‘Bail does not mean you have been acquitted,’ Awan tells Rana Sanaullah

F.P. Report

ISLAMABAD: Government’s chief spokesperson Firdous Ashiq Awan on Saturday asked PML-N lawmaker Rana Sanaullah not to create the impression that he has been acquitted in a drug case against him, reminding that the trial in the case is yet to take place.

“The trial is yet to take place, and the witnesses have yet to present evidence before the court which will then issue its verdict,” said Awan while speaking at an event in Islamabad.

She also asked Sanaullah to “stop using the Holy Quran for your publicity and to proclaim innocence” because this would malign the country’s judicial system.

Former Punjab law minister Sanaullah, who has been facing a case of drug smuggling for the last six months and was recently released on bail, had rejected the charges against him in the National Assembly on Friday and demanded that the house either form a fact-finding judicial commission to probe his case or refer it to the relevant standing committee of the lower house so that he could plead his innocence.

The PML-N leader held a copy of the Holy Quran in his hand and swore on it that he was innocent and a fake case of drug smuggling had been made against him.

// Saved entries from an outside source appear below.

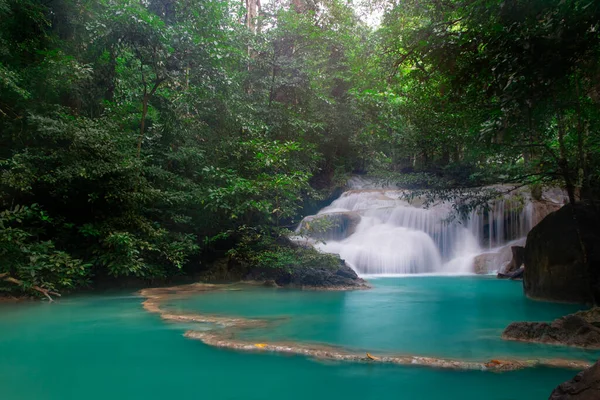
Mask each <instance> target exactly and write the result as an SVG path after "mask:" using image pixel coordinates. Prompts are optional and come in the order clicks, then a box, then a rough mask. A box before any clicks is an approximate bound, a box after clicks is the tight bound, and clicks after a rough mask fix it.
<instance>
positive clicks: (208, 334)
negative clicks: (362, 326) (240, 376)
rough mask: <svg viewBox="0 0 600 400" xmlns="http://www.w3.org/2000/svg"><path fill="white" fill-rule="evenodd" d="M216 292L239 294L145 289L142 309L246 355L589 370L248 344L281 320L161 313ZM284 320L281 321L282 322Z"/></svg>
mask: <svg viewBox="0 0 600 400" xmlns="http://www.w3.org/2000/svg"><path fill="white" fill-rule="evenodd" d="M215 290H239V286H236V285H210V284H202V283H196V284H192V285H182V286H174V287H170V288H155V289H144V290H142V291H140V295H141V296H143V297H145V298H146V300H145V301H144V302H143V307H144V309H146V310H147V311H148V312H151V313H156V314H159V315H160V317H161V318H162V319H164V320H166V321H170V322H174V323H190V322H192V323H206V324H214V325H216V327H215V329H212V330H209V331H195V330H188V331H187V332H186V333H185V335H184V336H185V337H187V338H190V339H195V340H200V341H202V342H203V343H204V344H206V345H209V346H213V347H219V348H226V349H232V350H237V351H245V352H262V353H267V352H268V353H277V354H288V355H300V356H305V357H309V358H313V359H317V360H332V361H340V362H354V363H378V364H395V365H415V366H422V367H430V368H437V369H453V370H479V371H493V372H505V371H514V370H518V369H523V368H530V367H537V366H546V367H557V368H568V369H583V368H587V367H589V366H590V363H589V362H587V361H579V360H565V359H539V360H518V359H493V360H490V361H487V362H477V361H460V360H451V359H443V358H435V357H421V356H416V355H372V354H369V353H363V352H358V351H354V350H350V349H345V348H342V347H336V346H330V345H323V344H308V343H277V342H272V343H255V342H251V341H247V340H240V339H235V338H234V337H235V336H236V335H235V334H236V333H238V332H240V331H242V330H245V329H255V328H264V327H267V326H270V325H272V324H274V323H276V322H277V321H278V320H264V319H253V318H238V317H227V316H219V315H205V314H190V313H174V312H169V311H165V310H163V309H161V304H162V303H163V302H164V301H166V300H171V299H175V298H185V297H188V296H191V295H195V294H200V293H203V292H208V291H215ZM280 320H281V319H279V321H280Z"/></svg>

Awan during her media talk alleged that the trend of “using religion for politics” started by Sanaullah negated Pakistan’s judicial system, Constitution and law.

She said both parties in a case being heard by a court swear on the Holy Quran to speak the truth, but the judgement eventually issued proves one of them to have lied. “There are tens of thousands of people who take a false oath on the Quran in courts on a daily basis,” Awan added.

“Rana Sanaullah sahib, you have been granted bail; the court has not declared you to be innocent,” she told the PML-N leader, alleging that he had been misleading the nation by claiming in his press conferences that he has been acquitted.

Awan said the government will continue its efforts to change the system which “protects the powerful” and accomplish its goal of “One, not two Pakistans”.